Hierarchically Porous ZnO/g-C₃N₄ S-Scheme Heterojunction Photocatalyst for Efficient H₂O₂ Production

Abstract

The design of photocatalysts with hierarchical pore sizes is an effective method to improve mass transport, enhance light absorption, and increase specific surface area. Moreover, the construction of a heterojunction at the interface of two semiconductor photocatalysts with suitable band positions plays a crucial role in separating and transporting charge carriers. Herein, ZIF-8 and urea are used as precursors to prepare hierarchically porous ZnO/g-C₃N₄ S-scheme heterojunction photocatalysts through a two-step calcination method. This S-scheme heterojunction photocatalyst shows high activity toward photocatalytic H₂O₂ production, which is 3.4 and 5.0 times higher than that of pure g-C₃N₄ and ZnO, respectively.
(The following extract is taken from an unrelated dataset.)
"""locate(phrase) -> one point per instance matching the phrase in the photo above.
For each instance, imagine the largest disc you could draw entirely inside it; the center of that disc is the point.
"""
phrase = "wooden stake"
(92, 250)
The mechanism of charge transfer and separation within the S-scheme heterojunction is studied by Kelvin probe, in situ irradiated X-ray photoelectron spectroscopy (ISI-XPS), and electron paramagnetic resonance (EPR). This research provides an idea of designing S-scheme heterojunction photocatalysts with hierarchical pores in efficient photocatalytic hydrogen peroxide production.